"Do you remember that feeling of being carried up the stairs in your daddy's arms?" Lynette asked me with her lazy summer voice.
She was twirling the bottom of her braid and wagging her legs out over the edge of the porch of the big old family farm house. The light had left the sky an hour earlier and the stars and lightening bugs were just starting to twinkle.
Besides Lynette's voice, the next best sound in the world to me was the night bugs. Sometimes she and I tried to stalk them, but getting to the root of the sound is like trying to catch a butterfly. Rare.
"I remember it Joe Joe," she said to me, turning for just a whisp of a moment so that she was looking right into me. "It made me feel wiggly, like I was a whooshing tree in an autumn wind."

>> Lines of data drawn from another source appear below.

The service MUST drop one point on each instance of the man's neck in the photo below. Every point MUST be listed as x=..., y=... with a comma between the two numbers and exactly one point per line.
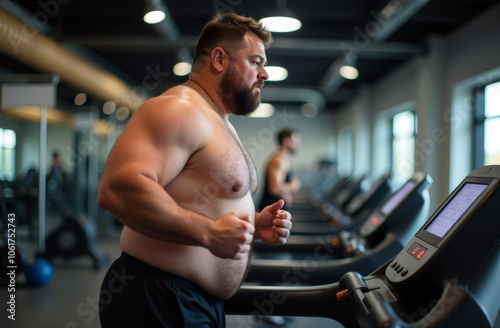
x=212, y=100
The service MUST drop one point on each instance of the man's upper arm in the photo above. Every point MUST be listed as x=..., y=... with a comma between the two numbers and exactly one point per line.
x=276, y=174
x=159, y=139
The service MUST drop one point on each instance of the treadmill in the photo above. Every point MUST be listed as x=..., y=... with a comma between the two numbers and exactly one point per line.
x=445, y=276
x=318, y=260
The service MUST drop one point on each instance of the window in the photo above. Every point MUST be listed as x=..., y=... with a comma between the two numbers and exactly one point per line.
x=7, y=154
x=403, y=145
x=487, y=125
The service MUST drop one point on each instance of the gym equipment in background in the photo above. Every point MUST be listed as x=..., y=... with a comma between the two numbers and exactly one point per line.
x=446, y=276
x=75, y=237
x=325, y=259
x=39, y=273
x=353, y=214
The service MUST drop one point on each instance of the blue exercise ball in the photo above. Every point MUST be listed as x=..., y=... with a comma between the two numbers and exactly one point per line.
x=39, y=273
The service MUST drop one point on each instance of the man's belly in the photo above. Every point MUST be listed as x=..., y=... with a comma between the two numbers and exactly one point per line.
x=219, y=277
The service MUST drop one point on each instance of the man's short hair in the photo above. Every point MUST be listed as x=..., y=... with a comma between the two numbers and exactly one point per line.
x=227, y=29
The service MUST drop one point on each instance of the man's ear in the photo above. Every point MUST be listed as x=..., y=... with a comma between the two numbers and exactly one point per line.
x=217, y=58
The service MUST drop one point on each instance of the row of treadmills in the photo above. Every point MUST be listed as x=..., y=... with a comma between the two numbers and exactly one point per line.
x=376, y=258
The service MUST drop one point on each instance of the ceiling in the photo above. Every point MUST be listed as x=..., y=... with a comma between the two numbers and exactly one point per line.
x=112, y=34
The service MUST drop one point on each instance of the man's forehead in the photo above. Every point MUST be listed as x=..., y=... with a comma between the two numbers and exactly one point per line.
x=255, y=45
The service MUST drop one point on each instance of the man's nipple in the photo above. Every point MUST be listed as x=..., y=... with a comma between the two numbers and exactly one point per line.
x=237, y=186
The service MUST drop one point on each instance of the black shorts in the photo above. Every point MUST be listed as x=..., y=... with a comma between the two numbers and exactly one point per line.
x=136, y=294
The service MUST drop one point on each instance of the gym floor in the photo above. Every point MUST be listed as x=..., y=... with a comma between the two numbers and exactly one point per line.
x=70, y=299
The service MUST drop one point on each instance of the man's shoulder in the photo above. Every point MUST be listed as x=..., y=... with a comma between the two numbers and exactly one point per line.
x=177, y=103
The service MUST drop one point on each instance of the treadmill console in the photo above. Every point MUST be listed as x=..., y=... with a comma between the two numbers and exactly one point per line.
x=455, y=239
x=389, y=208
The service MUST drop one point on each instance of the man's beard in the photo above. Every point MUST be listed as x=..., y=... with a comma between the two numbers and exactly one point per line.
x=236, y=97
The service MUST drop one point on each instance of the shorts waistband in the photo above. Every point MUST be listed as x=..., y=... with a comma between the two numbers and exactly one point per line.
x=154, y=271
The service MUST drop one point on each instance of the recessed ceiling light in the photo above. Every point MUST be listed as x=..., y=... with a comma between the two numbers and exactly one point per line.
x=276, y=73
x=348, y=72
x=154, y=16
x=281, y=24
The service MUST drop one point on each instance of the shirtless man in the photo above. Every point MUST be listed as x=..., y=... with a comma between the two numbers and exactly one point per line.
x=280, y=182
x=181, y=182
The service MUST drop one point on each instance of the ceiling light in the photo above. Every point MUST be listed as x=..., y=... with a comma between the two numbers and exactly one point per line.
x=80, y=99
x=276, y=73
x=282, y=19
x=349, y=72
x=281, y=24
x=155, y=11
x=182, y=68
x=109, y=107
x=154, y=16
x=264, y=110
x=309, y=110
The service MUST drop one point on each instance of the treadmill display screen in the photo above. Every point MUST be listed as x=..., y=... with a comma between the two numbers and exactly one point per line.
x=397, y=198
x=455, y=208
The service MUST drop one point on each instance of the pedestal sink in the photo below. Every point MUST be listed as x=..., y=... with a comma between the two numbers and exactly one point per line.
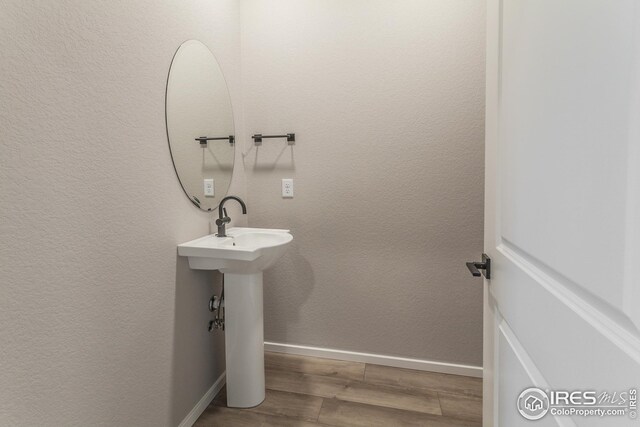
x=242, y=256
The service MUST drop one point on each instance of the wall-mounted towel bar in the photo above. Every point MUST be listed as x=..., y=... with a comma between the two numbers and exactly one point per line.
x=257, y=138
x=203, y=139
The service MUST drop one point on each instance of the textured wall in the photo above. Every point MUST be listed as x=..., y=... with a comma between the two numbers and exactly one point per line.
x=386, y=99
x=100, y=322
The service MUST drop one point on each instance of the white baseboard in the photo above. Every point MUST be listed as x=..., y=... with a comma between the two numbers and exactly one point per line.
x=197, y=410
x=377, y=359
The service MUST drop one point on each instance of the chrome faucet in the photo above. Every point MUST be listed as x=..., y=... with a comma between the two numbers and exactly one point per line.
x=223, y=218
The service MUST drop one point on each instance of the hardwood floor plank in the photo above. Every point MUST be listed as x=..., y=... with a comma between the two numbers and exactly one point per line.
x=354, y=391
x=336, y=412
x=283, y=404
x=412, y=379
x=459, y=406
x=219, y=416
x=314, y=365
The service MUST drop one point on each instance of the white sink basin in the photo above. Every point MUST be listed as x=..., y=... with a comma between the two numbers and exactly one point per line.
x=242, y=256
x=244, y=251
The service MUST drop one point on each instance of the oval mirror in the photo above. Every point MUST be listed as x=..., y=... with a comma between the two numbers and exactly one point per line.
x=200, y=125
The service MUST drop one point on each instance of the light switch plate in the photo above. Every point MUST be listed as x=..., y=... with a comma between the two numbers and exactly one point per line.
x=287, y=188
x=209, y=188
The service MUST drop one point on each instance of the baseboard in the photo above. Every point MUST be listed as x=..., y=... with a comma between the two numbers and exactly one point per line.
x=377, y=359
x=197, y=410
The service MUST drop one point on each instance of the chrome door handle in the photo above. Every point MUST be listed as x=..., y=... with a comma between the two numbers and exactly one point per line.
x=475, y=267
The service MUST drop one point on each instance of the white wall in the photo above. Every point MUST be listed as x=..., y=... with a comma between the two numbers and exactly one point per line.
x=100, y=322
x=387, y=102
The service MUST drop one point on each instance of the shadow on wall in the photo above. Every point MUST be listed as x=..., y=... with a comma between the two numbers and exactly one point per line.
x=268, y=153
x=279, y=298
x=198, y=355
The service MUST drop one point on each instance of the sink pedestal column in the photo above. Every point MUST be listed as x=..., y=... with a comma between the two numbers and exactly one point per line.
x=244, y=339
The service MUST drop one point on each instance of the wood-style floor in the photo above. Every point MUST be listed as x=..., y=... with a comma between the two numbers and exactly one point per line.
x=311, y=392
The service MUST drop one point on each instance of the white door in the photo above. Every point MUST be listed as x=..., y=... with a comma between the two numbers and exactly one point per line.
x=562, y=217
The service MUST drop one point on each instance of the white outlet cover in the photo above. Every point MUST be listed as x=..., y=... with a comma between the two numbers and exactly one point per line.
x=209, y=188
x=287, y=188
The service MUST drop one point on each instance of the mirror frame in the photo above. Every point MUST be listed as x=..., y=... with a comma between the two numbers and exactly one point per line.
x=166, y=125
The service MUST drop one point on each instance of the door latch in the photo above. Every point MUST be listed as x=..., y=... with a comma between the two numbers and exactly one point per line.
x=475, y=267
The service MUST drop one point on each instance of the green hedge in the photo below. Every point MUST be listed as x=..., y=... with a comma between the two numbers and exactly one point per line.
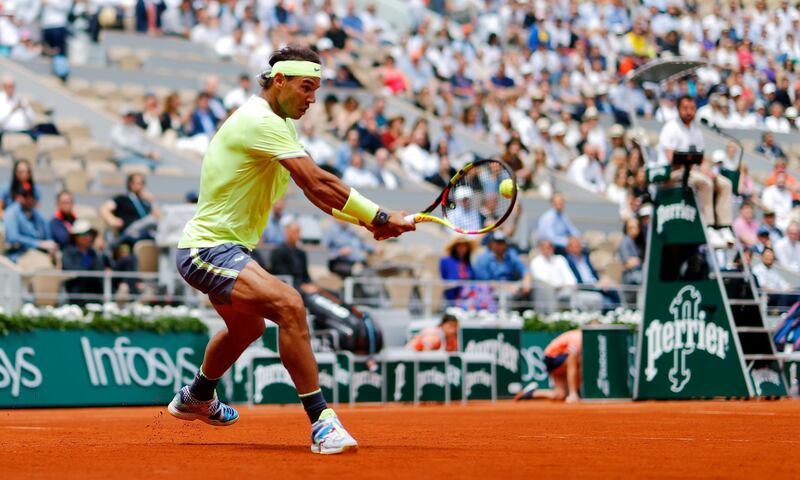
x=18, y=323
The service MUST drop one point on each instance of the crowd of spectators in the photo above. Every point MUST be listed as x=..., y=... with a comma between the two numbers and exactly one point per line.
x=543, y=81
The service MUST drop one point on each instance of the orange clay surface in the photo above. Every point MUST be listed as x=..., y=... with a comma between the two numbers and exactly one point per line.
x=751, y=440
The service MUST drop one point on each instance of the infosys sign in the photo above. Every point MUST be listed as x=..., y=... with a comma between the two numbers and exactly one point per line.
x=83, y=368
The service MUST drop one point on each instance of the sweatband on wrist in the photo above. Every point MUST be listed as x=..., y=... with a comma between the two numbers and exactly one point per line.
x=360, y=207
x=343, y=216
x=296, y=68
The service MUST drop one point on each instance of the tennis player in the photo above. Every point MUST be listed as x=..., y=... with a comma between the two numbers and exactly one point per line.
x=245, y=170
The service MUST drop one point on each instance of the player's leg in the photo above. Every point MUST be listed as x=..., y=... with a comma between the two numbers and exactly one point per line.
x=258, y=293
x=198, y=401
x=573, y=376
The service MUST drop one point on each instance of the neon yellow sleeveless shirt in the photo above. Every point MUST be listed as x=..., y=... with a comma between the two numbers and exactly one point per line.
x=242, y=177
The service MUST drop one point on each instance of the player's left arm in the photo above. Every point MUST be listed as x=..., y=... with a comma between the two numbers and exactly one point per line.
x=335, y=198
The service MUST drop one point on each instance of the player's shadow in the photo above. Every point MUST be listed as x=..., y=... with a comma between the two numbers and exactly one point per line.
x=249, y=446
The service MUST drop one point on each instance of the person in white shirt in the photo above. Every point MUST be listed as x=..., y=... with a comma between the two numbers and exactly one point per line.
x=551, y=270
x=787, y=249
x=683, y=135
x=587, y=171
x=776, y=122
x=777, y=198
x=742, y=118
x=16, y=114
x=236, y=97
x=771, y=280
x=356, y=175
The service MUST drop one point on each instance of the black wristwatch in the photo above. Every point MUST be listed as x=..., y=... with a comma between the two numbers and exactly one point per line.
x=381, y=218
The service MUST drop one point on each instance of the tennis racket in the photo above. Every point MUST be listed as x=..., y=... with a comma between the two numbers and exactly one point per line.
x=472, y=203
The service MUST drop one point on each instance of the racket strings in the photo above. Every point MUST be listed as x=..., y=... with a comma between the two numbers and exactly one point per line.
x=474, y=202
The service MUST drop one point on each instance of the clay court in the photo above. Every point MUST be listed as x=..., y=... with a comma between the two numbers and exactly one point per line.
x=505, y=440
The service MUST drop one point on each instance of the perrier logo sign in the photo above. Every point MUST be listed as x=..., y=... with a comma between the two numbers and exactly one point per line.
x=683, y=336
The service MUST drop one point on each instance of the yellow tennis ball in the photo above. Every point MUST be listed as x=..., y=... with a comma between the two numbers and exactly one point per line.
x=507, y=188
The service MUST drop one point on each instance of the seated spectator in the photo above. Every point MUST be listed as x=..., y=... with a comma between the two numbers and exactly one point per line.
x=356, y=175
x=387, y=178
x=587, y=170
x=768, y=148
x=553, y=271
x=134, y=214
x=16, y=114
x=465, y=214
x=273, y=232
x=345, y=248
x=417, y=161
x=770, y=280
x=320, y=150
x=443, y=337
x=443, y=175
x=777, y=198
x=394, y=136
x=779, y=168
x=26, y=229
x=554, y=225
x=776, y=121
x=171, y=118
x=128, y=143
x=787, y=249
x=345, y=151
x=393, y=78
x=79, y=255
x=457, y=265
x=502, y=264
x=631, y=253
x=149, y=119
x=768, y=223
x=63, y=219
x=204, y=121
x=22, y=180
x=763, y=241
x=745, y=226
x=586, y=276
x=291, y=260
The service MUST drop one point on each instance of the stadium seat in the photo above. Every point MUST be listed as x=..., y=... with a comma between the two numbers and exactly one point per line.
x=76, y=181
x=14, y=140
x=592, y=239
x=47, y=143
x=63, y=168
x=26, y=152
x=146, y=252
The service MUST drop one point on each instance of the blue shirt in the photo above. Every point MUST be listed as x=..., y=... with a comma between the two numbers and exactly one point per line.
x=556, y=227
x=23, y=232
x=510, y=268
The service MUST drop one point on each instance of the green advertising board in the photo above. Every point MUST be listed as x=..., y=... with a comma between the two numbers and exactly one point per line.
x=400, y=380
x=50, y=368
x=532, y=353
x=605, y=363
x=687, y=346
x=366, y=381
x=455, y=377
x=480, y=376
x=503, y=343
x=431, y=379
x=343, y=373
x=272, y=383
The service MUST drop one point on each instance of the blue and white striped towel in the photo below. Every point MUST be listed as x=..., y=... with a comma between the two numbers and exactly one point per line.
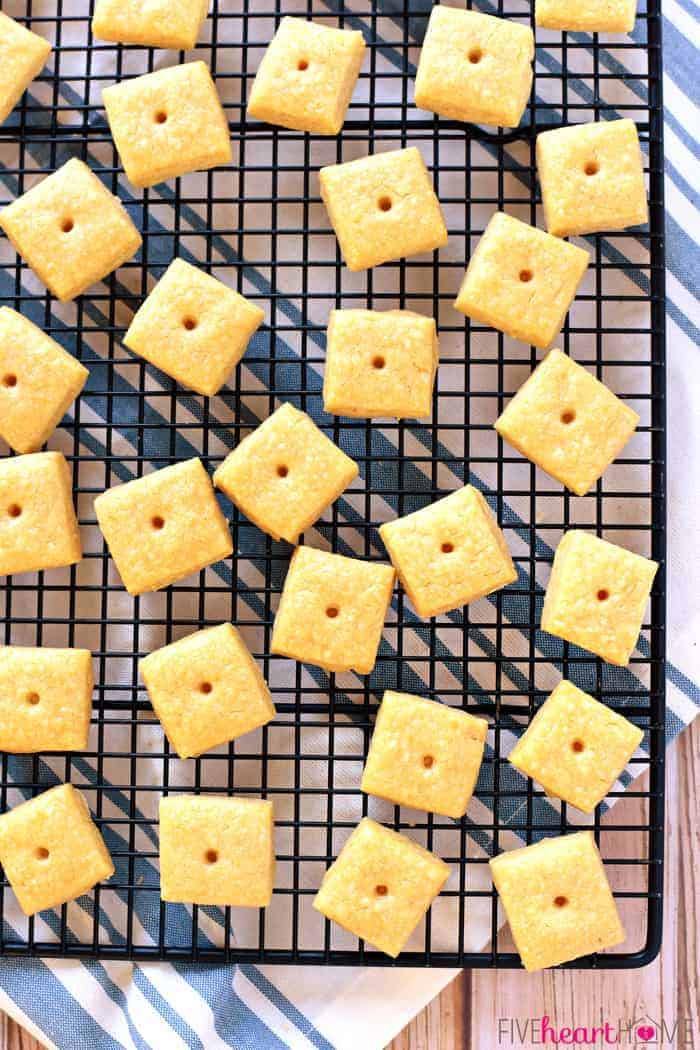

I smiled to myself at the thought of my big sister as a leaning tall tree. Suited her right. She was like that, with deep roots in the place so far down nothing could ever budge her, but so adventurous and pretty, she could reach up to the tip of the sky anytime she wanted to.
But then she got all still like she does sometimes. And I knew she was going to cry.
"Lynnie, don't cry. He's gonna come back someday." I scooted behind her and pushed my toes into her back, pretending to walk up it like a big spider. Our funny game.
She wasn't the kind to let sadness get her down for too long and I knew she was gonna start talking about something else soon. She was the strongest girl I ever met.
Way across the darkness of what we knew was the corn field were two tiny lights driving down the road to town.
Lynette laughed out loud like she just heard the preacher on Sunday say a curse word by accident. "Looks like old Sam forgot to bring home the sugar again!" She said, slapping her knee.
I was so relieved she was laughing I laid right down there on the rough grey wood of our porch and looked up at the rafters above me and laughed right along with her.
"Come on old young Joe Joe, let's go get us some ice cream," she said, standing up and stretching out like she was a wolf about to howl at the moon. She turned around fast, grabbed me by the waist and pulled me in through the screen door.